Pressão para Banco Central comprar mais dólares

Há consenso quanto ao fato de que a manutenção do regime de câmbio flutuante é intocável, mas, nos bastidores, a taxa que vem sendo cogitada como ideal é de R$2,50. E há quem acredite - no time dos desenvolvimentistas - que alguns mecanismos podem ser usados para se chegar a essa cotação.

Um deles seria a possibilidade de o Banco Central (BC) comprar mais dólares no mercado para melhorar ainda mais as reservas internacionais, hoje beirando US$80 bilhões, e ao mesmo tempo deter a queda da moeda americana.

Outra medida, defendem os desenvolvimentistas, preveria que o Conselho Monetário Nacional (CMN) permitisse que uma parcela maior de recursos fossem deixados por grandes empresas exportadoras no exterior. O teto foi estabelecido recentemente em 30%, mas ainda não começou a ser usado.

A redução mais acentuada da taxa básica de juros, atualmente em 13,75% ao ano, seria outra opção, uma vez que poderia diminuir o interesse de investidores financeiros pelo país, e conseqüentemente, a entrada de dólares, devido aos rendimentos menores.

Com toda essa pressão, a ala considerada ortodoxa dentro do governo - BC, Ministério do Planejamento e parte da Fazenda - procura resistir a mudanças mais drásticas.

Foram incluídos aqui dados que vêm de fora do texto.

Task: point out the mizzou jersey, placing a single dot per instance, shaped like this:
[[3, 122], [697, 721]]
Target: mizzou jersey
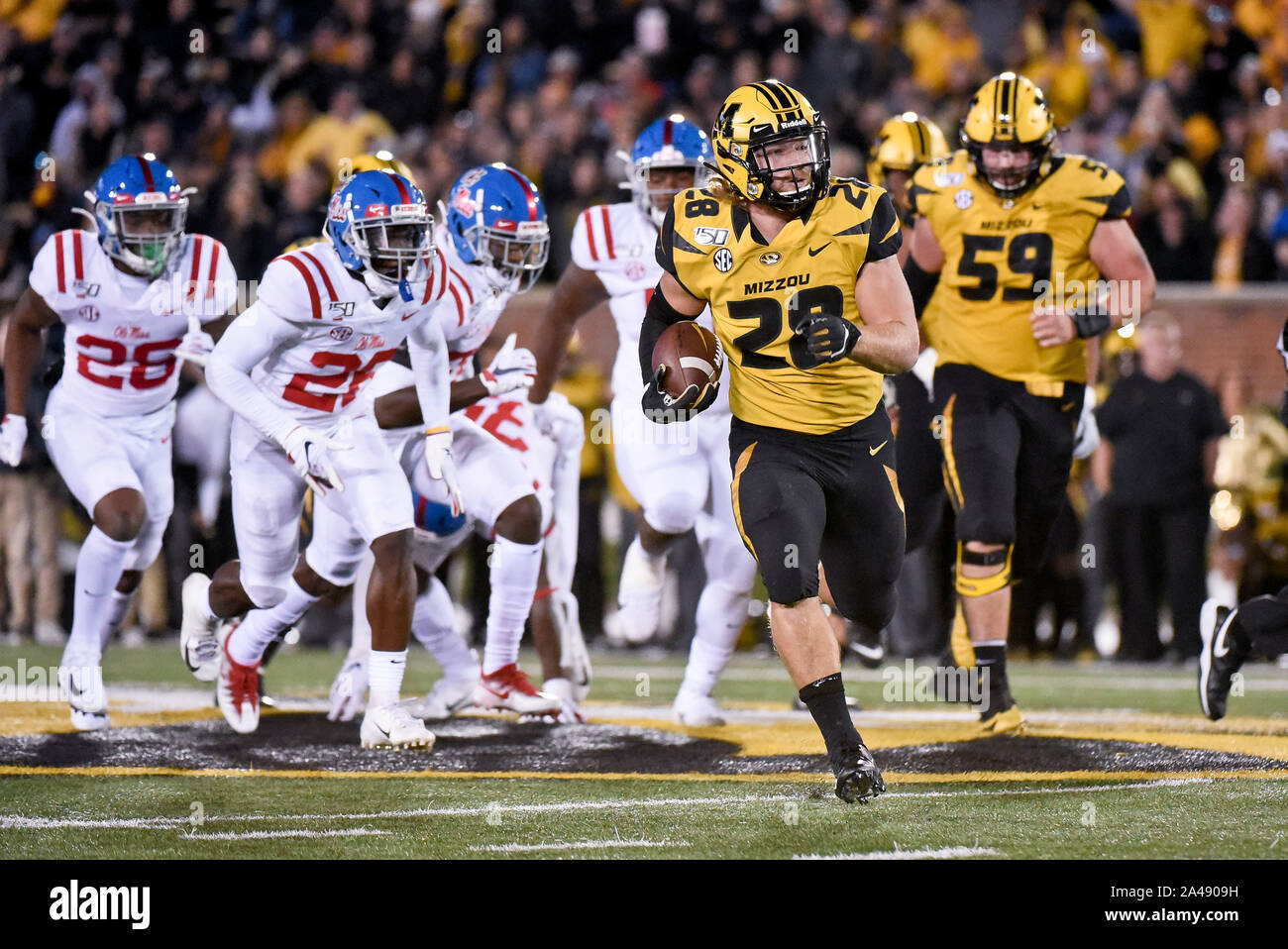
[[1000, 256], [760, 291]]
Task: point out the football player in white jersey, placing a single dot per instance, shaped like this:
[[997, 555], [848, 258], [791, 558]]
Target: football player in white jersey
[[494, 240], [492, 245], [553, 465], [679, 473], [133, 297], [291, 368]]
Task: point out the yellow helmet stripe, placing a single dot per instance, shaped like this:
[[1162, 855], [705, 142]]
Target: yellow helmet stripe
[[922, 137], [774, 93]]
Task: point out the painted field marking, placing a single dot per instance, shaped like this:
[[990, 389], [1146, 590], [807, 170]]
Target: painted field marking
[[18, 821], [923, 854], [574, 845], [278, 834]]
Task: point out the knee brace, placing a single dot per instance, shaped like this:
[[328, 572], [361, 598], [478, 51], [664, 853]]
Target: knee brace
[[980, 586]]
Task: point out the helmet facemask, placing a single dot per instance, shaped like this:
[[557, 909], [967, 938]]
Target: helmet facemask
[[1016, 179], [146, 235], [791, 166], [511, 261], [394, 250]]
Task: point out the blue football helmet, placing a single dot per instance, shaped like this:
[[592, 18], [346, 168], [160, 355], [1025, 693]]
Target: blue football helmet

Alega, de modo geral, que o câmbio é uma variável difícil de ser controlada, por estar ligada a diversos fatores que não dependem única e exclusivamente de ações do governo.

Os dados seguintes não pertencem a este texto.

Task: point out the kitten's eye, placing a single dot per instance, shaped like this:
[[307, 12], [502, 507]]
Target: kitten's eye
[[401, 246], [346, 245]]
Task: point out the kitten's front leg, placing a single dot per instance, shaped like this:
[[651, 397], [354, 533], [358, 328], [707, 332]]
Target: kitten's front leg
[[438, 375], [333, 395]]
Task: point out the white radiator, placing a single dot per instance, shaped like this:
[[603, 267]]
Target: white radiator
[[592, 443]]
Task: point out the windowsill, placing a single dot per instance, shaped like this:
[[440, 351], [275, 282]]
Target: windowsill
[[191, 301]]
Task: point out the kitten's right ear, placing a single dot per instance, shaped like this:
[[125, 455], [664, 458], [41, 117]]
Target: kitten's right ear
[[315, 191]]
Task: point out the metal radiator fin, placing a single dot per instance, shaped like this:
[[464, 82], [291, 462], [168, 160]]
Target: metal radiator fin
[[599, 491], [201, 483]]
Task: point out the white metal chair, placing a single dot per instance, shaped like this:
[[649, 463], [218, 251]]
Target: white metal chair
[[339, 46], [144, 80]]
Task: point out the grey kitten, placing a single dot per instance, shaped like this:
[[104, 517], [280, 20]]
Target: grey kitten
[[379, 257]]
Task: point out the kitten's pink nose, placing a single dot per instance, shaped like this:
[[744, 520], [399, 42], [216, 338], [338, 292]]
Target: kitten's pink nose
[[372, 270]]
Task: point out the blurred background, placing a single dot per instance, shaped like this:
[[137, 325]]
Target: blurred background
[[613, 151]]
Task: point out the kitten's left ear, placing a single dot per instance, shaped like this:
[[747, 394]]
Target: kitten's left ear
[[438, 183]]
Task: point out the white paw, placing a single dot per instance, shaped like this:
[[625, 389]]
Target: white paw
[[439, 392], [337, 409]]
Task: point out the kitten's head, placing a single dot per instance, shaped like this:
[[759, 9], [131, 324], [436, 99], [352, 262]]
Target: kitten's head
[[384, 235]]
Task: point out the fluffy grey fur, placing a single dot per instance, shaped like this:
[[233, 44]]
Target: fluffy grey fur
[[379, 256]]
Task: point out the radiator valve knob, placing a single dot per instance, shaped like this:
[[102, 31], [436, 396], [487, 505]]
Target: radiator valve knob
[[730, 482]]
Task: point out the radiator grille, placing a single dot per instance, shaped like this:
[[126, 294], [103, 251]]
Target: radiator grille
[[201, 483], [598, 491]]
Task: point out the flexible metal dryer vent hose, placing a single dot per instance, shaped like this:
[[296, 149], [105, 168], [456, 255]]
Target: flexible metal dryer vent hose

Na outra ala, os que temem queda de juros e inflação

A maior compra de dólares por parte da autoridade monetária é combatida também porque acabaria fazendo com que entrassem mais dólares no país. Isso porque os investidores acabariam se convencendo de que aplicar no Brasil é muito seguro.

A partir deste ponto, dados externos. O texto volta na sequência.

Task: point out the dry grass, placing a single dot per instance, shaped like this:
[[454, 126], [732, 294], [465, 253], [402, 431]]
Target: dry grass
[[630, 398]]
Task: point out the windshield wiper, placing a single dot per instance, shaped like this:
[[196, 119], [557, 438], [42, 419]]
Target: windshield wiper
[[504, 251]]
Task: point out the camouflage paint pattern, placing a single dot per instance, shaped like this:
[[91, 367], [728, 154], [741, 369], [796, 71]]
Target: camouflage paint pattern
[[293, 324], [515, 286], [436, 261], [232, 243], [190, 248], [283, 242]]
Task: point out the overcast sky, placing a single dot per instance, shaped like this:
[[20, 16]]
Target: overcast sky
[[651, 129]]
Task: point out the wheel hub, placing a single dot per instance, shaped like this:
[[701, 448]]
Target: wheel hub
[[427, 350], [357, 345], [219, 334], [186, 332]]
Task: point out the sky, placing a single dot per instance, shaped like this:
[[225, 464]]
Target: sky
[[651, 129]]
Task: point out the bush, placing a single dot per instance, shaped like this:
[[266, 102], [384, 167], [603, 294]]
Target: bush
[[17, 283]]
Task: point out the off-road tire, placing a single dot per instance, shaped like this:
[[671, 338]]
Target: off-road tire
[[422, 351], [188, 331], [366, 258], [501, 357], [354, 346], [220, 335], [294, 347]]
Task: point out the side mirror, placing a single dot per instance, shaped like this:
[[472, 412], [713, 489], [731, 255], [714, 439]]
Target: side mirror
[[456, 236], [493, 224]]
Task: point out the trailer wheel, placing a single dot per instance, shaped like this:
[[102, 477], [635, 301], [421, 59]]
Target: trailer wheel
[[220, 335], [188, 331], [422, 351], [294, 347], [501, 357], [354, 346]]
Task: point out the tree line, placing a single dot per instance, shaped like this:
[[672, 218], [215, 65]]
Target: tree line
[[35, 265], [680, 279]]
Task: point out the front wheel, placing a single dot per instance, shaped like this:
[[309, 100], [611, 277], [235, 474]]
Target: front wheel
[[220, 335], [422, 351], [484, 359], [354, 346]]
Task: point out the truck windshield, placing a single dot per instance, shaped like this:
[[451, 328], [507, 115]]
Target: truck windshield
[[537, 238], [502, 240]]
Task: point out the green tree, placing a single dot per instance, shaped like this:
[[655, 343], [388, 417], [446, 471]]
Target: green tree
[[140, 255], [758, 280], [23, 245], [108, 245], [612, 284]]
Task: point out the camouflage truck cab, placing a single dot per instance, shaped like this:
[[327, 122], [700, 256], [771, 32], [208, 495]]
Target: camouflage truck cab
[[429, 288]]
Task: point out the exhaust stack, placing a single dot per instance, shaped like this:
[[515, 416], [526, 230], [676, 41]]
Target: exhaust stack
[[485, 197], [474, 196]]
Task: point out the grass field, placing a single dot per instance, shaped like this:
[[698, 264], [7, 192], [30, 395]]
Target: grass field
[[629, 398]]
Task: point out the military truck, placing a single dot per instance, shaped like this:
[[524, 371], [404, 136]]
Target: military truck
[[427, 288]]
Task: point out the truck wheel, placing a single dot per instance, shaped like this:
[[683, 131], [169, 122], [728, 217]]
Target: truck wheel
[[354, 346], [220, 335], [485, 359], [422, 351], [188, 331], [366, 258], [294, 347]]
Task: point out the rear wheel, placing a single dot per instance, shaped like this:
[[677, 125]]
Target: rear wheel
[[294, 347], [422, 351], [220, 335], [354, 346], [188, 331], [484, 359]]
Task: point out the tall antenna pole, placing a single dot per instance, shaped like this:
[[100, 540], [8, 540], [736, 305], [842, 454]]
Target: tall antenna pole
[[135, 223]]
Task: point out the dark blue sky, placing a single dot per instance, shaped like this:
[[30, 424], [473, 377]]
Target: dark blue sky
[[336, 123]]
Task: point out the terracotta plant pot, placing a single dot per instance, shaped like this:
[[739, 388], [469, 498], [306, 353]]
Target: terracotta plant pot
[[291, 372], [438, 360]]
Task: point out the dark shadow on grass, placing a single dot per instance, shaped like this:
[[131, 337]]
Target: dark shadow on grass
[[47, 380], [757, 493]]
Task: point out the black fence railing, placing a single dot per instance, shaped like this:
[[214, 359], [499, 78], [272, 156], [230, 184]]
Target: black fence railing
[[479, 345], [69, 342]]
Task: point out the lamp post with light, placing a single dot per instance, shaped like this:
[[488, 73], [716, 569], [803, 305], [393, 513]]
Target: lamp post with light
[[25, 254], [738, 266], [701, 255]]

A preocupação maior dos fiscalistas é o controle da inflação. Assim, esta ala não vê com bons olhos a redução mais rápida da Selic. Se, por um lado, a medida poderia tornar menos atrativas as aplicações no país aos investidores estrangeiros, na outra ponta afetaria os preços, puxando-os para cima, com o aumento da demanda que os juros menores trazem com o crédito mais barato. Além de encarecer os produtos cotados internacionalmente (commodities). E hoje é quase consenso, dentro e fora do governo, que inflação maior não é bem-vinda.